Last night, I thought. So close. If Crumley and I had only come then.

“You’d better go, Father,” I said.

“The cardinal will wait.”

“Well,” I said, “if she returns, would you call me?”

“No,” said the priest. “The confessional’s as private as a lawyer’s office. Are you that upset?”

“Yes.” I twisted the wedding ring on my finger, absently.

Father Rattigan noticed.

“Does your wife know all this?”

“Approximately.”

“That sounds like delicatessen morality.”

“My wife trusts me.”

“Wives do that, God bless them. Does my sister seem worth saving?”

“Doesn’t she to you?”

“Dear God, I gave up when she claimed mouth-to-mouth resuscitation was a Kama Sutra pose.”

“Constance! Still, Father, if she shows up again, could you call my number and hang up? I’d know you were signaling her arrival.”

“You do know how to split hairs. Give me your number. I see in you not so much a Baptist but a fair Christian.”

I gave him my number as well as Crumley’s.

“Just one ring, Father.”

The priest studied the numbers. “We all live on the slope. But some, by a miracle, grow roots. Don’t wait. Your phone may never

ring. But I’ll give your number to my assistant, Betty Kelly, too, just in case. Why are you doing this?”

“She was heading fast off a cliff.”

“Watch out she doesn’t take you with. I’m ashamed I said that. But as a child she skated out and stopped in mid-traffic to laugh.”

He fixed me with a bright needle eye. “But why do I tell you this?”

“It’s my face.”

“Your what?”

“My face. I look in mirrors but never catch myself. The expression always changes before I can trap it. It’s got to be a blend of the Boy Jesus and Genghis Khan. It drives my friends crazy.”

This relaxed some of the priest’s bones. “Does idiot savant sound right?”

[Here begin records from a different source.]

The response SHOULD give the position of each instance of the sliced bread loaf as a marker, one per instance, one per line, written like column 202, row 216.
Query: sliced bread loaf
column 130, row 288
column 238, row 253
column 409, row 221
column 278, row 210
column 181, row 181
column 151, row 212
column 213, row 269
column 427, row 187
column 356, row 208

“Almost. The school bullies took one look and beat the hell out of me. You were saying?”

“Was I? Yes, well, if that screaming woman was Constance, and her voice seemed different, she gave me orders. Imagine, orders to a priest! Gave me a deadline. Said she’d be back in twenty-four hours. I must give complete forgiveness for all her sins, twenty thousand strong. As if I could assign such mass-market absolution. I told her she must forgive herself, and ask others for forgiveness. God loves you. ‘But He doesn’t,’ she said. And then she was gone.”